LinuxQuestions.org
Welcome to the most active Linux Forum on the web.
Home Forums Tutorials Articles Register
Go Back   LinuxQuestions.org > Forums > Linux Forums > Linux - Hardware
User Name
Password
Linux - Hardware This forum is for Hardware issues.
Having trouble installing a piece of hardware? Want to know if that peripheral is compatible with Linux?

Notices


Reply
  Search this Thread
Old 06-02-2008, 09:08 PM   #1
KingPong
LQ Newbie
 
Registered: Jun 2008
Location: Atlanta, GA
Posts: 3

Rep: Reputation: 0
Partitions missing on startup after mdadm snafu


Hello,

I have a new OpenSuSE 10.3 (2.6.22.17-0.1-default) server that I configured a RAID-1 root partition on.

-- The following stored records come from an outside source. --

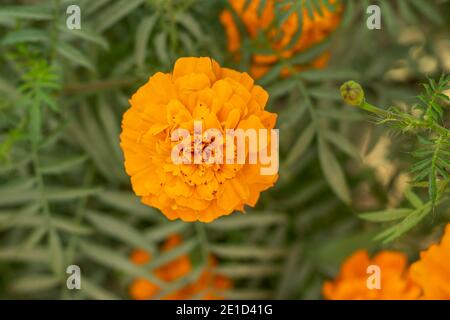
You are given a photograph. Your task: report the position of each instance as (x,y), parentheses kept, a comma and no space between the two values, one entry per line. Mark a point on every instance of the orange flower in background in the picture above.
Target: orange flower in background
(206,287)
(351,283)
(198,89)
(432,271)
(283,38)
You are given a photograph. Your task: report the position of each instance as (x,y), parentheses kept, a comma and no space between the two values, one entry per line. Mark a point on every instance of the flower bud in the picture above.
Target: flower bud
(352,93)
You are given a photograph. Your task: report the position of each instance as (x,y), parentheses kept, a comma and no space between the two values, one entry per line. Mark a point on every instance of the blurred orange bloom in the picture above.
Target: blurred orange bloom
(432,271)
(198,90)
(206,287)
(351,283)
(282,39)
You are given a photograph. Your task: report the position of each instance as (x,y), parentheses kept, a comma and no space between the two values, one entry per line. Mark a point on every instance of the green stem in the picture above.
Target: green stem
(204,244)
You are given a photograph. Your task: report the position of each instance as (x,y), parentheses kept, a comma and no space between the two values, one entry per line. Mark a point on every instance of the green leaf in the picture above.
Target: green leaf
(128,203)
(71,53)
(35,255)
(248,270)
(143,33)
(342,143)
(301,145)
(115,12)
(32,12)
(66,194)
(413,198)
(187,21)
(93,291)
(25,35)
(85,33)
(160,45)
(247,252)
(56,253)
(164,230)
(385,215)
(253,219)
(327,74)
(407,224)
(63,165)
(333,171)
(115,228)
(428,10)
(112,259)
(35,123)
(34,283)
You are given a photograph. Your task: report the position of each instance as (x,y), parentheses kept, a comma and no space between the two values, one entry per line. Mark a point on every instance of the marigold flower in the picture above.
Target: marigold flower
(198,89)
(432,271)
(207,287)
(352,93)
(351,283)
(314,30)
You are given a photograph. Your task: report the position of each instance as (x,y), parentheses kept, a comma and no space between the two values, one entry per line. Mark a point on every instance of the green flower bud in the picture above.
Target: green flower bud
(352,93)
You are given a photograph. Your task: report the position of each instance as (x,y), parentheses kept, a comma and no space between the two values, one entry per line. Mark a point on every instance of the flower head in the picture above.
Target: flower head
(283,40)
(207,287)
(432,271)
(351,283)
(197,93)
(352,93)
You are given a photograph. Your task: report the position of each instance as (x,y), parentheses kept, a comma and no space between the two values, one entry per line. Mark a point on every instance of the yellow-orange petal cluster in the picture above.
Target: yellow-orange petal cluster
(198,89)
(283,39)
(351,283)
(432,271)
(207,287)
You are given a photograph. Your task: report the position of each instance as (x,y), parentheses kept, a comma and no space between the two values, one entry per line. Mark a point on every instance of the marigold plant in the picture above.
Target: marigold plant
(432,271)
(284,40)
(207,287)
(198,89)
(351,283)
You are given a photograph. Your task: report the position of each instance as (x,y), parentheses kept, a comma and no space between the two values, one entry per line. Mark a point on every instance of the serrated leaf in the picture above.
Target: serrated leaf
(25,35)
(143,33)
(247,252)
(63,165)
(116,12)
(342,143)
(385,215)
(32,12)
(85,33)
(333,172)
(74,55)
(112,259)
(56,253)
(34,283)
(301,145)
(115,228)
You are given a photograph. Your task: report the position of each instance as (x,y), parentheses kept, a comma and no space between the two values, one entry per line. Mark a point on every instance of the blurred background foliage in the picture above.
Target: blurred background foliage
(65,198)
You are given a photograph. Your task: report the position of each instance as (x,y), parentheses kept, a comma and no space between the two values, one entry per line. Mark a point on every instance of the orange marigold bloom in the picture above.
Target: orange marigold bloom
(351,283)
(207,286)
(432,271)
(314,30)
(198,89)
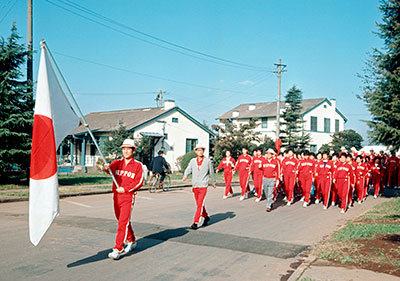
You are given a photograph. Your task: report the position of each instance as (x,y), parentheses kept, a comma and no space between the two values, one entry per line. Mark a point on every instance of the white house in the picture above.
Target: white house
(322,119)
(171,129)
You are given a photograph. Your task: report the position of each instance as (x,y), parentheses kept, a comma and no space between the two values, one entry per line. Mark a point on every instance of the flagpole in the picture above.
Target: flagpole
(85,123)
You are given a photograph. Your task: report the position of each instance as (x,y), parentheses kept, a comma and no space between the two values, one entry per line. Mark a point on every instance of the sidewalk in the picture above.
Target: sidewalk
(315,269)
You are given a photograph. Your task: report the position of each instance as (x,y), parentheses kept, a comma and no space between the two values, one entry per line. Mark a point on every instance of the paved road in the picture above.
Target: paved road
(242,242)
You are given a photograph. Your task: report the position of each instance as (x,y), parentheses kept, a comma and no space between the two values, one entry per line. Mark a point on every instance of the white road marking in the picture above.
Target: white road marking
(78,204)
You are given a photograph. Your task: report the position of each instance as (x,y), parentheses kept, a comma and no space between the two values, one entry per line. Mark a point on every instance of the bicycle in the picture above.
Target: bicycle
(155,183)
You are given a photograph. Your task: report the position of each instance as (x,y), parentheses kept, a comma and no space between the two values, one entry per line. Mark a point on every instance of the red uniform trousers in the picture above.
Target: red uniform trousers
(257,181)
(360,188)
(306,183)
(289,181)
(244,180)
(123,205)
(343,188)
(317,187)
(228,182)
(325,183)
(200,197)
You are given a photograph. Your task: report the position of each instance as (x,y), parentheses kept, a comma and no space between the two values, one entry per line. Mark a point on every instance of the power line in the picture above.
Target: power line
(151,75)
(216,59)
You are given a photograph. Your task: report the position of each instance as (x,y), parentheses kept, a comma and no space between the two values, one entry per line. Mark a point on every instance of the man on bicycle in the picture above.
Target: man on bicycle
(159,166)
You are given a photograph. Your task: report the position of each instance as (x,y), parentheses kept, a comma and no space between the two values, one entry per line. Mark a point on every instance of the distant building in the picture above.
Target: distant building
(322,119)
(170,128)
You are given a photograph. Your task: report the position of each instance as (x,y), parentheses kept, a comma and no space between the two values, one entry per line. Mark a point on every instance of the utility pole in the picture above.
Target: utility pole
(29,65)
(281,68)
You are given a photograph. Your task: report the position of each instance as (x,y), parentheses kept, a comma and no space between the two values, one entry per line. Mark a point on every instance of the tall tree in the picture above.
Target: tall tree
(292,134)
(233,137)
(381,91)
(16,105)
(346,138)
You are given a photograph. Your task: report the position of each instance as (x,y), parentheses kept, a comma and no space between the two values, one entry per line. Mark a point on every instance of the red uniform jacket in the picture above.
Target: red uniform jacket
(227,164)
(243,163)
(271,168)
(324,168)
(130,177)
(344,171)
(289,165)
(305,168)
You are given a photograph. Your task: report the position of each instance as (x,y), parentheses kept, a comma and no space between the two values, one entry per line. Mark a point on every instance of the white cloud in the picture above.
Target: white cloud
(246,82)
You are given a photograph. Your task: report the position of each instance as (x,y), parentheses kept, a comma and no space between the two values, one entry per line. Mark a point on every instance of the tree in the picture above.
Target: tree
(111,146)
(346,138)
(293,135)
(234,137)
(381,91)
(16,105)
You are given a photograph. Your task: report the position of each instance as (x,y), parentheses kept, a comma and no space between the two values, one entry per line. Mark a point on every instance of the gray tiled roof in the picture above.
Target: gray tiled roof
(267,109)
(109,120)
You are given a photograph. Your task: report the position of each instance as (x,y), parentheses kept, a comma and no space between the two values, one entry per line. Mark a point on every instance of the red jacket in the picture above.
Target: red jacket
(130,177)
(227,164)
(289,165)
(271,168)
(344,171)
(305,168)
(324,168)
(243,163)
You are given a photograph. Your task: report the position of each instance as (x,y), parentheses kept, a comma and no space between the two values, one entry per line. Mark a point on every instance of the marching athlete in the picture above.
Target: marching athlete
(200,168)
(129,175)
(228,163)
(243,165)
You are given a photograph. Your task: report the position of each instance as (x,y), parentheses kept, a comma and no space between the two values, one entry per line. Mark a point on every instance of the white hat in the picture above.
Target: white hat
(199,146)
(128,143)
(270,150)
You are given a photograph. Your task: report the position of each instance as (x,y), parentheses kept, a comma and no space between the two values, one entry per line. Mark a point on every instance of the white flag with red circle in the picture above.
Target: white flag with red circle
(53,120)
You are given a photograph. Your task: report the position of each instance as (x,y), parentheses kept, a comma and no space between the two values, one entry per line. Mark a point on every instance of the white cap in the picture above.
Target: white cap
(128,143)
(199,146)
(270,150)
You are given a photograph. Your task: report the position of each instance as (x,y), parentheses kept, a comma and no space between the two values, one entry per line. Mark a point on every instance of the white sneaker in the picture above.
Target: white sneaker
(130,246)
(115,254)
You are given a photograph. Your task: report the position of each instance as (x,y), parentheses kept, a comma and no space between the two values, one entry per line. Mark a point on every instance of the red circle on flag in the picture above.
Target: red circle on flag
(43,154)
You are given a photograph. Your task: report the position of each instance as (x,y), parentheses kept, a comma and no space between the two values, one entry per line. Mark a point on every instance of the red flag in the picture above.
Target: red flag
(53,120)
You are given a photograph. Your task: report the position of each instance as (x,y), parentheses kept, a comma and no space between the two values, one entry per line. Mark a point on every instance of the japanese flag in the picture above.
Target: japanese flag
(53,120)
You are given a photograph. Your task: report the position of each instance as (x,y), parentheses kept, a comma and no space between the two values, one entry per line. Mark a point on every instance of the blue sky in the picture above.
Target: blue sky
(324,44)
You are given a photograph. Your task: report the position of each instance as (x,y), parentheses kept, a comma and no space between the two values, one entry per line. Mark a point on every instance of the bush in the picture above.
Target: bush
(183,161)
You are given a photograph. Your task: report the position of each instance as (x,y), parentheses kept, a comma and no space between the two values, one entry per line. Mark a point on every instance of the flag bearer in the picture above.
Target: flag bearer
(128,173)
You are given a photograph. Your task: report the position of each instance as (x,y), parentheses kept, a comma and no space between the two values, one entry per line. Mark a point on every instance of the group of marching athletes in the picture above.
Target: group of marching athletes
(331,178)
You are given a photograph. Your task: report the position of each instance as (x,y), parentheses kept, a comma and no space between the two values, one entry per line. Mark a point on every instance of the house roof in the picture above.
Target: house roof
(131,118)
(268,109)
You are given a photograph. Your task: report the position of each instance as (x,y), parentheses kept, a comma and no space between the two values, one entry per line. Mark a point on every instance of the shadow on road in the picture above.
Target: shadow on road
(151,240)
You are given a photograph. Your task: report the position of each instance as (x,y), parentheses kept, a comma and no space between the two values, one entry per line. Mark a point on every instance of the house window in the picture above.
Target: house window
(264,122)
(336,125)
(327,125)
(190,144)
(314,123)
(313,148)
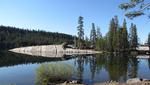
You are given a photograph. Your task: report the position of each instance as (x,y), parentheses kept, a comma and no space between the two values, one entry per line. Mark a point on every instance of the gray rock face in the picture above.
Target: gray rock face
(56,51)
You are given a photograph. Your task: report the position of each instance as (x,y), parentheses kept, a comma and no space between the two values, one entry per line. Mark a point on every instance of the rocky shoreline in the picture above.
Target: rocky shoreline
(56,51)
(133,81)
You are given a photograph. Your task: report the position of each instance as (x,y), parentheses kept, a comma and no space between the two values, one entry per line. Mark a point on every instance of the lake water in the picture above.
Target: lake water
(22,69)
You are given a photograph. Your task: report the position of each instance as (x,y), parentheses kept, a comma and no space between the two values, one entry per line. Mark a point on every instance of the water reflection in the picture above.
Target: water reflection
(48,74)
(11,59)
(88,69)
(119,67)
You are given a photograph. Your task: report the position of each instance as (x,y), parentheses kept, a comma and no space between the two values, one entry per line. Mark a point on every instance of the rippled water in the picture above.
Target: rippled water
(22,70)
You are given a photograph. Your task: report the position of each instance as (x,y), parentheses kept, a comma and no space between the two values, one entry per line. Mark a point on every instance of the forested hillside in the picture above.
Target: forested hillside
(11,37)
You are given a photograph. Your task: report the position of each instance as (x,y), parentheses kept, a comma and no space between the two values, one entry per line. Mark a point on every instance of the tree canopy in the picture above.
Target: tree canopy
(135,8)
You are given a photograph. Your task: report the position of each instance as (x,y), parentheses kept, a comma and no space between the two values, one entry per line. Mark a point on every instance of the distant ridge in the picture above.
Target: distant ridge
(12,37)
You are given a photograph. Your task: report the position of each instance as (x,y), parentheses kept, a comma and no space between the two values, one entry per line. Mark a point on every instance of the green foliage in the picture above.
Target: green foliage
(11,37)
(80,40)
(117,37)
(112,34)
(133,36)
(148,39)
(93,36)
(135,8)
(53,73)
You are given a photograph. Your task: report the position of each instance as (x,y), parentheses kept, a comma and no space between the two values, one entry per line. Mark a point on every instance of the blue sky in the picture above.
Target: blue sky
(62,15)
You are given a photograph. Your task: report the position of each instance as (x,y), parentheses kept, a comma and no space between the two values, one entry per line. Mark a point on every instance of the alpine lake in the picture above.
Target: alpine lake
(19,69)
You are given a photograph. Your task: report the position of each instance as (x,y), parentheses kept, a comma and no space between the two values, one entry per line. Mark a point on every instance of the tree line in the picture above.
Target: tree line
(12,37)
(116,39)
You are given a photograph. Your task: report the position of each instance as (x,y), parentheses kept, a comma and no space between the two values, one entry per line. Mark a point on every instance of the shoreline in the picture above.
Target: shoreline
(56,51)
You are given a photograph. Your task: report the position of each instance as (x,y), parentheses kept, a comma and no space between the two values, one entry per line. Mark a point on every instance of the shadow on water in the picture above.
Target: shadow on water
(119,67)
(11,59)
(88,69)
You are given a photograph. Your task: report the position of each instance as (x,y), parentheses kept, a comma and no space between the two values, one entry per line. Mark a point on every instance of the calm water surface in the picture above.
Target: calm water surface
(21,69)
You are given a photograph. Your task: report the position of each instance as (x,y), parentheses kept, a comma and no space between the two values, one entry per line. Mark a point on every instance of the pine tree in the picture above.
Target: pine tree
(98,32)
(93,36)
(148,39)
(134,37)
(99,40)
(80,33)
(115,33)
(110,35)
(125,36)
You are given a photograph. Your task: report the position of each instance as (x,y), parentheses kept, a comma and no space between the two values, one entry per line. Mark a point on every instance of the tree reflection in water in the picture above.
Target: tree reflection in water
(53,73)
(119,66)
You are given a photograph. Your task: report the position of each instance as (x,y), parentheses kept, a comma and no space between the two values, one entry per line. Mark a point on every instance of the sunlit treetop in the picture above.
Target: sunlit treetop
(135,8)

The second hard drive of the pair turned out to be faulty (SMART errors), so I replaced it, and added the new drive to the array. Unfortunately, instead of telling mdadm to add sdb2, I accidentally gave it sdb.

So, I failed the drive, repartitioned it with fdisk, and added sdb2 into the array. The array rebuilt with no errors and I thought all was well... until the next reboot.

The system booted successfully, but my RAID volume started in degraded mode because the second partition (sdb2) did not exist in /dev. I am able to get the partitions into /dev using partprobe, which is confusing. Why would the partitions not already be there?

Another person posted the exact same problem in the newbie forum, but the response didn't make much sense to me, and the OP did not indicate if/how his problem was fixed. I would post the link to that thread, but the forum will not let me until I've posted at least once. I'll provide it in a reply.

Could you please help me? Lots of details are below. If you need any others, please ask.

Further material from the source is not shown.